The Progressive

NewsWire

A project of Common Dreams

For Immediate Release
Contact:

Stephen Greene
sgreene [at] phrusa [dot] org
+1-617-909-9160

Richard Sollom
rsollom [at] phrusa [dot] org
+1-617-501-8510

Persecuted in Two Countries, Burmese Refugees Face Starvation in Bangladesh Camps

CAMBRIDGE, MA

Stateless refugees from Burma face death from starvation and disease
in makeshift camps because the government of Bangladesh denies them
access to humanitarian aid, warns a team of health researchers from
Physicians for Human Rights who just returned from the region.

In a survey of 100 households at one camp conducted Feb. 11-13, they
documented that more than 18% of children below age 5 suffered from
acute malnutrition. Child malnutrition rates above 15% indicate a
"critical" situation, according to the World Health Organization. More
than half the children had had diarrhea in the past 30 days - a
reflection of the camp's unsanitary conditions. Many refugees reported
that they had not eaten for two days.

In a 25-page report released today, PHR calls on the government of
Bangladesh to immediately stop arresting refugees and forcing them back
across the border. It also sounds an alarm about an ominous campaign of
ethnic incitement conducted by Bangladeshi authorities. The report
calls for a comprehensive regional response to the Bangladesh
government's failure to protect and care for the refugees, as well as
to the human rights violations in Burma that have caused some 300,000
Muslim minority Rohingya to flee that country.

"It is unconscionable to leave this vulnerable population stateless
and starving," says Richard Sollom, PHR's Director of Research and
Investigations. "Immediate steps are needed to prevent further
malnutrition, disease, and death."

In February, the PHR team conducted an emergency health assessment
in the makeshift Kutupalong camp in southeastern Bangladesh, just
across the border from Burma. Sollom and his colleague, emergency
physician Parveen Parmar from Harvard University, described camp
conditions as among the worst they had ever seen, with people housed in
ramshackle huts made of twigs and plastic sheeting, denied food aid,
and living beside open sewers.

Hundreds of thousands of Rohingya -- a Muslim ethnic minority -- have
crossed into Bangladesh since 1991 to escape persecution in Burma,
where they have been subjected to systematic and widespread human
rights violations, including summary executions, torture,
state-sanctioned rape, arbitrary arrest, and forced labor.

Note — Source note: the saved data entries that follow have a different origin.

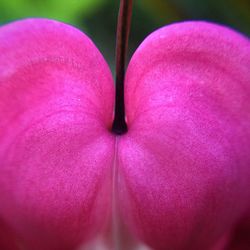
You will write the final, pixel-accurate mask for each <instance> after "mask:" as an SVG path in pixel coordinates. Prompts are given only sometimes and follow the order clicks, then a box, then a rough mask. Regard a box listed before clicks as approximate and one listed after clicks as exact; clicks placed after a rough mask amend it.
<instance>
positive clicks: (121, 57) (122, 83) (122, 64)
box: [112, 0, 133, 135]
mask: <svg viewBox="0 0 250 250" xmlns="http://www.w3.org/2000/svg"><path fill="white" fill-rule="evenodd" d="M132 3H133V1H132V0H121V1H120V9H119V15H118V23H117V34H116V77H115V78H116V79H115V82H116V96H115V117H114V122H113V126H112V132H113V133H115V134H119V135H121V134H124V133H126V132H127V124H126V121H125V104H124V78H125V65H126V54H127V48H128V38H129V31H130V25H131V16H132Z"/></svg>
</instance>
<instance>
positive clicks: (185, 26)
mask: <svg viewBox="0 0 250 250" xmlns="http://www.w3.org/2000/svg"><path fill="white" fill-rule="evenodd" d="M125 108H126V119H127V124H128V132H127V133H126V134H124V135H122V136H118V135H115V134H112V133H111V132H110V129H111V126H112V121H113V110H114V84H113V80H112V75H111V73H110V70H109V68H108V66H107V63H106V62H105V60H104V59H103V57H102V55H101V54H100V52H99V51H98V50H97V48H96V47H95V45H94V44H93V43H92V41H91V40H90V39H89V38H88V37H87V36H86V35H84V34H83V33H82V32H80V31H79V30H77V29H75V28H73V27H71V26H69V25H66V24H63V23H59V22H56V21H52V20H46V19H27V20H23V21H17V22H13V23H11V24H8V25H5V26H2V27H1V28H0V249H3V250H16V249H26V250H59V249H60V250H66V249H67V250H68V249H69V250H72V249H75V248H77V247H78V246H79V245H80V244H83V245H84V246H85V247H86V244H87V243H88V242H89V241H91V240H93V239H94V238H97V237H98V236H99V235H102V236H103V238H106V239H107V242H106V243H105V244H107V248H108V249H111V248H112V247H111V246H110V245H109V243H108V241H109V239H110V238H112V236H111V237H109V233H108V232H109V231H110V227H112V226H110V224H112V225H113V227H116V229H115V230H113V231H116V232H117V231H119V230H120V231H121V230H123V229H120V225H125V227H126V230H127V233H128V234H129V235H130V236H131V235H132V236H133V237H134V238H135V239H139V241H141V242H143V243H144V244H145V245H148V246H149V247H150V248H152V249H155V250H168V249H171V250H172V249H174V250H177V249H182V250H183V249H184V250H196V249H197V250H201V249H202V250H205V249H211V250H212V249H213V250H215V249H216V250H222V249H225V248H226V246H228V245H230V244H231V248H230V247H228V249H240V250H243V249H250V243H249V238H248V237H250V222H249V221H250V219H248V221H247V218H249V217H250V213H249V211H250V209H249V208H250V43H249V40H248V38H246V37H243V36H242V35H240V34H238V33H236V32H235V31H232V30H230V29H228V28H226V27H222V26H219V25H215V24H210V23H206V22H183V23H177V24H173V25H170V26H166V27H163V28H161V29H159V30H157V31H155V32H154V33H152V34H151V35H149V37H147V38H146V39H145V41H144V42H143V43H142V44H141V45H140V47H139V48H138V49H137V51H136V52H135V54H134V56H133V57H132V59H131V61H130V63H129V67H128V70H127V73H126V81H125ZM112 218H113V219H112ZM240 220H242V223H240V224H238V223H239V221H240ZM110 221H113V223H110ZM236 226H237V230H236V229H235V228H236ZM234 230H235V231H234ZM239 232H240V233H239ZM243 232H244V233H243ZM117 235H118V236H119V232H117ZM132 236H131V237H132ZM244 237H245V238H244ZM120 240H121V241H122V240H123V239H120ZM247 240H248V243H247ZM244 244H245V245H244ZM130 247H131V249H132V246H130ZM244 247H245V248H244ZM128 248H129V247H128V246H127V248H125V249H128Z"/></svg>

The Bangladeshi government has only registered 28,000 Rohingya, who
receive protection, humanitarian assistance, and food rations from UN
agencies and international NGOs. But since 1993, the government has
denied 200,000 subsequent Rohingya arrivals official refugee status,
making them ineligible for UN aid and protection.

In recent months, the government of Bangladesh has stepped up its
own persecution of the Rohingya, possibly in an effort to discourage an
influx of new arrivals in the run-up to elections in Burma later this
year. The PHR team interviewed 25 refugees, some of whom were among the
hundreds who have been rounded up, beaten, and forcibly expelled from
the country over the past several months.

The PHR emergency report on the humanitarian crisis, Starving and Stateless,
calls on the government of Bangladesh immediately to cease the
arbitrary arrest and forced expulsion of legitimate refugees from the
country; to allow humanitarian agencies unfettered access to provide
relief to vulnerable refugee populations; and to condemn and prevent
the campaign of ethnic hatred against Rohingya refugees.

The PHR report also calls on the Burmese government to stop its
widespread human rights violations against ethnic minorities, including
the Rohingya. The report further urges the UN refugee agency to assert
its mandate to protect and assist the unregistered Rohingya as a
population of concern; to press the government of Bangladesh to allow
humanitarian aid to flow unhindered to the Rohingya; and to launch a
coordinated appeal to donor nations for humanitarian relief and
protection for this neglected population.

"Thousands of Rohingya who fled intolerable persecution in Burma now
face equally bleak conditions in Bangladesh, because the government
there has refused to recognize their status as refugees," says Sollom.
"What will it take to get them the aid they need to survive?"

PHR was founded in 1986 on the idea that health professionals, with their specialized skills, ethical duties, and credible voices, are uniquely positioned to investigate the health consequences of human rights violations and work to stop them. PHR mobilizes health professionals to advance health, dignity, and justice and promotes the right to health for all.